-1

I want to rename one column name from dataframe columns, So currently the Column name is rate%year. I want to rename it as rateyear in pyspark.

Possibly, we can rename columns at dataframe and table level after registering dataframe as table, but at table level "%" will create problem so i want to rename at dataframe level itelf.

I tried this- data.selectExpr("rate%year as rateyear")

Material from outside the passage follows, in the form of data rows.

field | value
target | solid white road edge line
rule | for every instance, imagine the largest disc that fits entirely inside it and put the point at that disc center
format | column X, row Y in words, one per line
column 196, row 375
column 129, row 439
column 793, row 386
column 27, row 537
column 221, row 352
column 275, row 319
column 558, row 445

but getting this error pyspark.sql.utils.AnalysisException: u"cannot resolve 'rate' given input columns

Thanks.

Mayank Porwal
  • 27,201
  • 7
  • 25
  • 45
andy
  • 413
  • 1
  • 6
  • 16
  • 5
    Possible duplicate of [How to change dataframe column names in pyspark?](https://stackoverflow.com/questions/34077353/how-to-change-dataframe-column-names-in-pyspark) – Nordle Oct 23 '18 at 05:49
  • @Matt B, I went through the links and tried this- data.selectExpr("rate%year as rateyear") but getting this error pyspark.sql.utils.AnalysisException: u"cannot resolve '`rate`' given input columns. – andy Oct 23 '18 at 06:41

4 Answers4

2

Try this:

sqlContext.registerDataFrameAsTable(data, "myTable")
data = sqlContext.sql("SELECT rate%year AS rateyear from myTable")
Mayank Porwal
  • 27,201
  • 7
  • 25
  • 45
2

I wrote an easy and fast function for you to remove % from column names. Enjoy! :)

def rename_cols(rename_df):
    for column in rename_df.columns:
        new_column = column.replace('%','')
        rename_df = rename_df.withColumnRenamed(column, new_column)
    return rename_df
Zilong Z
  • 441
  • 3
  • 10
0

Possible way of renaming at dataframe level-

oldColumns=['rate%year']
newColumns = ["rateyear"]
df1 = reduce(lambda df, idx: df.withColumnRenamed(oldColumns[idx], newColumns[idx]), xrange(len(oldColumns)), df)

this is working fine at dataframe level. any suggestion how to resolve at table level?

andy
  • 413
  • 1
  • 6
  • 16
  • Just rename the column prior to registering the dataframe as a table e.g. `df = df.withColumnRenamed('rate%year', 'rateyear')` and then `sc.registerDataFrameAsTable(data, "myTable")` no need for reduce and lambdas – Davos Nov 21 '19 at 12:05
0

Simple and quick way to alter dataframe column names.

def format_col(df):    
    cols = [col.replace("%", "") for col in df.columns]
    res_df = df.toDF(*cols)
    return res_df
Jyoti Gupta
  • 96
  • 1
  • 2